- Born: Donald Boyd Wilson 11 September 1910 Dunblane, Scotland
- Died: 5 March 2002 (aged 91) Standish, Gloucestershire, England
- Education: Glasgow School of Art
- Occupations: Screenwriter, television producer
- Known for: Co-creating Doctor Who
- Spouse: Helena Taylor ​ ​(m. 1938; died 2000)​
- Children: 2

= Donald Wilson (writer and producer) =

Scottish television writer and producer (1910–2002)

Donald Boyd Wilson (11 September 1910 – 5 March 2002) was a Scottish television writer and producer who worked for the BBC. His work included co-creating the science fiction series Doctor Who in 1963, also later saying that he had named the series, and adapting and producing The Forsyte Saga in 1967.

==Early life and career==
Wilson was born in Dunblane on 11 September 1910. He attended the Glasgow School of Art, following which his first jobs were as a newspaper cartoonist and sketch writer.

His initial career was in the film industry, including working for MGM at Elstree Studios, where he was Assistant Director of such films as Jericho (1937) and Goodbye, Mr.

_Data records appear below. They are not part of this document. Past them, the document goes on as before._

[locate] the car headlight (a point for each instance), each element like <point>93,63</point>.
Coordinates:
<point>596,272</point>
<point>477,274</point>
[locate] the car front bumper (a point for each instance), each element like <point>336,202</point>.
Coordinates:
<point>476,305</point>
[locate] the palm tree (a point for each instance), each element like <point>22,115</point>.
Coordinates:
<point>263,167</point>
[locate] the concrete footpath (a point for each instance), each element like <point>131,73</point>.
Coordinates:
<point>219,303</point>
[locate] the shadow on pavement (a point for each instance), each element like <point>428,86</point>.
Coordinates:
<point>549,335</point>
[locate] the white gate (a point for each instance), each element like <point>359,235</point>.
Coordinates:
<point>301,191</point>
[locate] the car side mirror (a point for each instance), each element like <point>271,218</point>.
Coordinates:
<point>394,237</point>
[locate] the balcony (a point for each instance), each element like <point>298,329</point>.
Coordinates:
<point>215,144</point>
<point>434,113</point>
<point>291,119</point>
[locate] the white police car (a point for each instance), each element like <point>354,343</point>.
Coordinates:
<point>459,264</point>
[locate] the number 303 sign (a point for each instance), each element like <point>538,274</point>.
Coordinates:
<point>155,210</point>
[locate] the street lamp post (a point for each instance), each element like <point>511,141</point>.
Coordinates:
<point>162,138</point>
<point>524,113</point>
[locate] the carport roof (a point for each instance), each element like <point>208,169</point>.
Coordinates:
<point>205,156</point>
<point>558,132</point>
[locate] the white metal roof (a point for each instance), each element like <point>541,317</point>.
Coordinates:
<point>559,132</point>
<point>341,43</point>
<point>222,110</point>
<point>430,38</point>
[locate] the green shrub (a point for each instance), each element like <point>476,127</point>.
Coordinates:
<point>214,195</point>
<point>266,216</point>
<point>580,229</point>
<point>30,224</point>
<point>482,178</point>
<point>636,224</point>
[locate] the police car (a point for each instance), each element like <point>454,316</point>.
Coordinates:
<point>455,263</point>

Chips (1939). During the Second World War he served with the Cameronians and the 43rd Wessex Division before afterwards returning to the film industry, including helming his only film as director, Warning to Wantons. In 1955, he was recruited to BBC Television by the then Head of Drama, Michael Barry. As the Head of the Script Department, Wilson was ultimately responsible for overseeing the commissioning and development of all the original scripts and adaptations transmitted by BBC Television.

==Doctor Who==

When the Script Department was rendered redundant by Sydney Newman’s radical shake-up of the BBC Drama Department after his arrival as its head in 1962, the highly respected Wilson was given one of the most senior positions under Newman as head of serials. In this position, Wilson was responsible for overseeing the creation and development of a series that Newman himself had originally conceived: an educational science-fiction serial entitled Doctor Who. It was Wilson, together with Newman and staff writer C. E. Webber, who co-wrote the first format document for the programme.

In a 1971 interview, Wilson said he was responsible for naming the series, and when this claim was put to Newman he did not dispute it.

Wilson was responsible for much of the early development work on the show, although he did strongly attempt to dissuade producer Verity Lambert from using writer Terry Nation's script featuring a race of aliens named Daleks. Once the script had been made and transmitted to great success, he called Lambert into his office to tell her that she clearly knew the show better than he did and that he would no longer interfere with her decisions.

==Later career==

In 1965, Wilson gave up his position as Head of Serials to concentrate on realising a long-held ambition of bringing The Forsyte Saga to the screen. Acting as both adapter and producer, Wilson created one of the BBC’s most popular and successful drama serials of all time, which was a huge hit on its eventual screening on BBC Two in 1967, and was quickly repeated on BBC One. He later acted as adapter and producer again on such prestigious costume dramas as The First Churchills (1969) and Anna Karenina (1977), and also worked for Anglia Television on their series Orson Welles Great Mysteries in 1973.

==Personal life and death==
In 1938, Wilson married actress Helena Taylor; they had two daughters and were married until her death in 2000.

In retirement, Wilson lived in Kingscote, Gloucestershire, and died from bronchopneumonia and heart failure at Standish Hospital in Standish, Gloucestershire, on 5 March 2002, at the age of 91.